All updates over the next 60 days will have pricing power for the same trade. News about uranium enrichment levels, sanctions lifting timelines, Hormuz shipments, Iranian export data, inspection requirements, Congressional reaction in Washington, etc. each could change the price of oil and, with it, the macro context for Bitcoin.
The market has translated Iran risk into a series of checkpoints over two months, with the deadline itself acting as a forcing event that could swing the market significantly in either direction depending on what negotiators present by then.
When time runs out, there are two paths.
Negotiators have 60 days to reach a final agreement that codifies sanctions relief and normalizes Iranian oil exports on a durable basis, keeping oil prices structurally low as supplies return to the market in earnest.
Inflation expectations have eased enough to soften the Fed’s tone, real yields are trending lower, and the liquidity backdrop supporting Bitcoin and other high-beta assets is improving on a fundamental basis. Under this path, the rally that begins becomes the first leg of a longer move.
| scenario | what happens | Impact on oil/inflation | Impact of Bitcoin |
|---|---|---|---|
| Final deal completed | Nuclear deal, sanctions relief and export normalization agreed within 60 days | Crude oil risk premiums remain low. inflationary pressures eased | Relief rallies could become broader macro rallies |
| Negotiations drag on or stall | Nuclear restrictions, verification and sanctions order remains unresolved | Reconstruction of the oil risk premium. Supply channels remain tight | Bitcoin returns relief profits |
| partial extension | De-escalation is on hold, but final terms are deferred. | Crude oil stabilizes, but uncertainty remains | BTC trades from headline to headline |
| failure risk | Negotiations failed or Hormuz/shipping unrest recurs? | oil spike. Inflation concerns return | BTC will be sold along with risk assets |
In other cases, 60 days pass without producing the transparency that the market is pricing in. Iran and the United States continue to hold talks, but issues such as limits on uranium enrichment, verification regimes and the order in which sanctions should be eased are proving more difficult to resolve than the initial measures to ease tensions.
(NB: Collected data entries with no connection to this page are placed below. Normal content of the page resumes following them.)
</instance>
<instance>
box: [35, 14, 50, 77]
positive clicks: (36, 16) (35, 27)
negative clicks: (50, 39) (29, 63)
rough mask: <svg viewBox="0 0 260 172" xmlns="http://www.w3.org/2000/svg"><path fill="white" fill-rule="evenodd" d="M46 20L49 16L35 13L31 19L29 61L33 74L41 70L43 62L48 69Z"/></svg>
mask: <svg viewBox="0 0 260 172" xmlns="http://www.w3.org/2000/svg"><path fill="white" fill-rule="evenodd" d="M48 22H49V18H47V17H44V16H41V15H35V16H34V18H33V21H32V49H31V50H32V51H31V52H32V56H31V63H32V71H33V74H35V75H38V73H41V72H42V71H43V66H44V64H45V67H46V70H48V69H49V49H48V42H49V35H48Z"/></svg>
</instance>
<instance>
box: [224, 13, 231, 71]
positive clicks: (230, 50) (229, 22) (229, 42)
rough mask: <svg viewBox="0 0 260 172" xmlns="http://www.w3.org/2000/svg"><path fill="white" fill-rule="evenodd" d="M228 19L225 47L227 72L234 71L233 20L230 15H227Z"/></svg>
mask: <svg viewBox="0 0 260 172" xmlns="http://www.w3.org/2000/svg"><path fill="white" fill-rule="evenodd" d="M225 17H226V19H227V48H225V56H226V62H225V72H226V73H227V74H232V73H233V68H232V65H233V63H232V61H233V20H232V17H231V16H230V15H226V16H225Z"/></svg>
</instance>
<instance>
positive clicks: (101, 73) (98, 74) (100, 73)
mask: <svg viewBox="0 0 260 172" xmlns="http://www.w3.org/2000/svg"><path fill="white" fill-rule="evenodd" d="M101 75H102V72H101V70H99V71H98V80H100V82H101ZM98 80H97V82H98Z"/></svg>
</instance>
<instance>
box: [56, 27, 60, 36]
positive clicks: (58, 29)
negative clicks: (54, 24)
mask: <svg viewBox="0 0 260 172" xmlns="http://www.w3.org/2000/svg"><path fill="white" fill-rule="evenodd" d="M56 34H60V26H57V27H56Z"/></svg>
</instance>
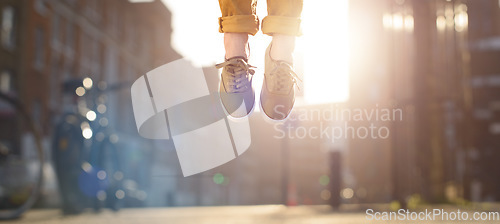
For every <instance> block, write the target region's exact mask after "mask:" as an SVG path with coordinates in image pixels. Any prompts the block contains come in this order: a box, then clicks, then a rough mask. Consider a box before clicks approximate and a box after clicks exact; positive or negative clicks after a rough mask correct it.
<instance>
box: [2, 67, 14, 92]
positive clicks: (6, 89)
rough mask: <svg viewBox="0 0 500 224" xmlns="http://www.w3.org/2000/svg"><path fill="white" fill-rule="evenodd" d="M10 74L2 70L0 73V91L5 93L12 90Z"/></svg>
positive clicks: (10, 75)
mask: <svg viewBox="0 0 500 224" xmlns="http://www.w3.org/2000/svg"><path fill="white" fill-rule="evenodd" d="M12 85H13V84H12V74H11V73H10V72H8V71H5V70H4V71H2V72H1V73H0V92H2V93H7V92H10V91H12V89H13V86H12Z"/></svg>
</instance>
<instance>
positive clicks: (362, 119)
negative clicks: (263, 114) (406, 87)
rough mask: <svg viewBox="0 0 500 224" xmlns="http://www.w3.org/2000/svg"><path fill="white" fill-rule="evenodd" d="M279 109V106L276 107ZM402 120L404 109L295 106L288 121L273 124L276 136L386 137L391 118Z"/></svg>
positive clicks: (283, 136)
mask: <svg viewBox="0 0 500 224" xmlns="http://www.w3.org/2000/svg"><path fill="white" fill-rule="evenodd" d="M275 111H276V113H280V111H281V110H280V108H279V106H276V108H275ZM401 121H403V109H402V108H397V107H392V108H386V107H381V106H379V105H378V104H376V105H375V106H374V107H373V108H369V109H368V108H342V107H340V106H339V105H337V104H336V105H330V106H329V107H327V108H297V109H295V110H294V112H293V113H292V114H290V116H289V117H288V120H287V122H282V123H276V124H274V130H275V131H276V134H275V135H274V137H275V138H277V139H283V138H289V139H306V138H307V139H328V140H331V141H332V142H335V141H336V140H339V139H387V138H389V136H390V128H389V125H390V122H401Z"/></svg>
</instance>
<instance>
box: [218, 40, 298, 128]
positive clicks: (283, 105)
mask: <svg viewBox="0 0 500 224" xmlns="http://www.w3.org/2000/svg"><path fill="white" fill-rule="evenodd" d="M271 47H272V43H271V44H270V45H269V47H267V49H266V56H265V71H264V83H263V85H262V91H261V94H260V104H261V108H262V111H263V112H264V113H265V114H266V115H267V116H268V117H269V118H271V119H273V120H284V119H285V118H287V117H288V115H289V114H290V111H291V110H292V108H293V104H294V102H295V91H294V87H295V85H296V84H297V80H300V79H299V77H298V76H297V74H296V73H295V72H294V71H293V65H292V64H290V63H288V62H285V61H280V60H274V59H272V58H271V54H270V51H271ZM216 67H217V68H222V73H221V82H220V86H219V92H220V99H221V102H222V104H223V106H224V109H225V110H226V112H227V113H228V114H229V115H230V116H232V117H235V118H242V117H245V116H247V115H249V114H250V113H251V112H252V110H253V108H254V106H255V90H254V89H253V88H252V77H253V75H254V74H255V70H253V68H255V67H253V66H251V65H249V64H248V61H247V59H246V58H244V57H233V58H230V59H227V60H226V61H225V62H223V63H220V64H217V65H216Z"/></svg>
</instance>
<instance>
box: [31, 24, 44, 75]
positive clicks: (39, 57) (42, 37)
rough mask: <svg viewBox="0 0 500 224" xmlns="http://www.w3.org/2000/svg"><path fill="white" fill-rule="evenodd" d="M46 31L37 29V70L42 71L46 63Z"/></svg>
mask: <svg viewBox="0 0 500 224" xmlns="http://www.w3.org/2000/svg"><path fill="white" fill-rule="evenodd" d="M44 39H45V37H44V31H43V29H42V28H41V27H38V28H36V29H35V51H34V52H35V54H34V56H35V68H37V69H39V70H41V69H43V67H44V64H45V63H44V62H45V46H44Z"/></svg>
With transit through Hormuz only partially normalized, the risk premium for oil has been restructured, and the Fed’s interest rate path remains as it was already set in the June poll, not driven by a framework that did not translate into a final settlement.
Bitcoin regained some or all of its recent rescue gains as the macro variables justifying the rally returned to pre-MOU levels and traders who had treated the announcement as a clean detente story realized they were trading on the deadline.
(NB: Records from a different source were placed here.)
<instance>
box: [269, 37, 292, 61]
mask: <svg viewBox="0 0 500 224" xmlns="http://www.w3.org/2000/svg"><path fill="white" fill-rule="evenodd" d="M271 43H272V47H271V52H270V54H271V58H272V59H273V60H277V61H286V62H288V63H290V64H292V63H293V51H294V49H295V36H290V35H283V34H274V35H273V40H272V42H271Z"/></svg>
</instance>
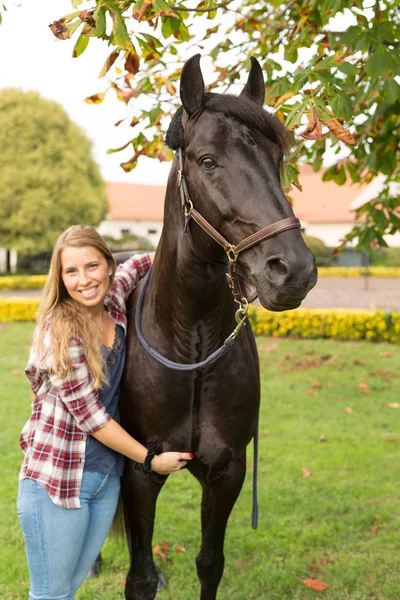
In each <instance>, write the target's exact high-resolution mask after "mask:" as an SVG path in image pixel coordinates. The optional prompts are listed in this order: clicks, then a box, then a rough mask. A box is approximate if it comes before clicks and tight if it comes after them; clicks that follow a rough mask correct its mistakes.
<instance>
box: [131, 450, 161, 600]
mask: <svg viewBox="0 0 400 600" xmlns="http://www.w3.org/2000/svg"><path fill="white" fill-rule="evenodd" d="M166 479H167V478H166V477H163V476H160V475H157V476H155V475H143V474H141V473H137V472H136V471H135V470H134V463H132V462H131V461H127V464H126V467H125V474H124V477H123V480H122V498H123V503H124V517H125V528H126V537H127V540H128V548H129V553H130V568H129V572H128V575H127V578H126V586H125V598H126V600H153V599H154V598H155V596H156V593H157V584H158V581H159V576H158V574H157V571H156V567H155V565H154V561H153V551H152V538H153V529H154V518H155V512H156V501H157V497H158V494H159V493H160V490H161V488H162V486H163V485H164V483H165V481H166Z"/></svg>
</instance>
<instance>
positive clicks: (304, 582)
mask: <svg viewBox="0 0 400 600" xmlns="http://www.w3.org/2000/svg"><path fill="white" fill-rule="evenodd" d="M304 583H305V585H306V586H307V587H309V588H311V589H312V590H314V591H315V592H323V591H324V590H326V589H327V587H328V586H327V584H326V583H322V581H320V580H319V579H304Z"/></svg>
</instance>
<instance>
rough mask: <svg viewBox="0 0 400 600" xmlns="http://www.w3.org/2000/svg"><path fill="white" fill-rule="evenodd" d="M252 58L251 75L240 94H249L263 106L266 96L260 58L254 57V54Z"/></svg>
mask: <svg viewBox="0 0 400 600" xmlns="http://www.w3.org/2000/svg"><path fill="white" fill-rule="evenodd" d="M250 60H251V68H250V73H249V77H248V79H247V83H246V85H245V86H244V88H243V90H242V92H241V94H240V95H241V96H249V97H250V98H251V99H252V100H254V101H255V102H257V104H260V105H261V106H262V105H263V104H264V98H265V85H264V77H263V74H262V70H261V67H260V63H259V62H258V60H257V59H256V58H254V56H252V57H251V58H250Z"/></svg>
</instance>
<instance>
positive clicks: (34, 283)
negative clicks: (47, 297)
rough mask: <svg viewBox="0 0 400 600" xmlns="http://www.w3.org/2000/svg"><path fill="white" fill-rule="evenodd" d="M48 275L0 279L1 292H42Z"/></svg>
mask: <svg viewBox="0 0 400 600" xmlns="http://www.w3.org/2000/svg"><path fill="white" fill-rule="evenodd" d="M46 279H47V275H15V276H13V277H9V276H1V277H0V290H41V289H42V287H43V286H44V284H45V283H46Z"/></svg>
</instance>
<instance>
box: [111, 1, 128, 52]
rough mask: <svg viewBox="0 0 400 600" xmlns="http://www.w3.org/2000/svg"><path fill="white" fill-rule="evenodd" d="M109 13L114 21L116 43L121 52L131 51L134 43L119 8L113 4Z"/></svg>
mask: <svg viewBox="0 0 400 600" xmlns="http://www.w3.org/2000/svg"><path fill="white" fill-rule="evenodd" d="M109 11H110V13H111V16H112V20H113V34H114V43H115V44H116V45H117V46H118V47H119V48H121V50H130V49H131V48H132V42H131V39H130V37H129V33H128V30H127V28H126V23H125V20H124V18H123V16H122V15H121V11H120V9H119V7H118V6H115V4H114V3H113V4H112V7H111V6H109Z"/></svg>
What negotiators offer before the 60-day deadline expires will be more decisive about Bitcoin trade with Iran than the announcement itself.
While this framework reduced the likelihood of an immediate oil shock, it was a smaller accomplishment than proving that Bitcoin has entered a macro regime with low inflation and easy liquidity.
If that evidence arrives, it will depend on whether the memorandum turns into a settlement within the next two months, and until then, all the information that leaks from the negotiating table carries the weight of an unresolved deal.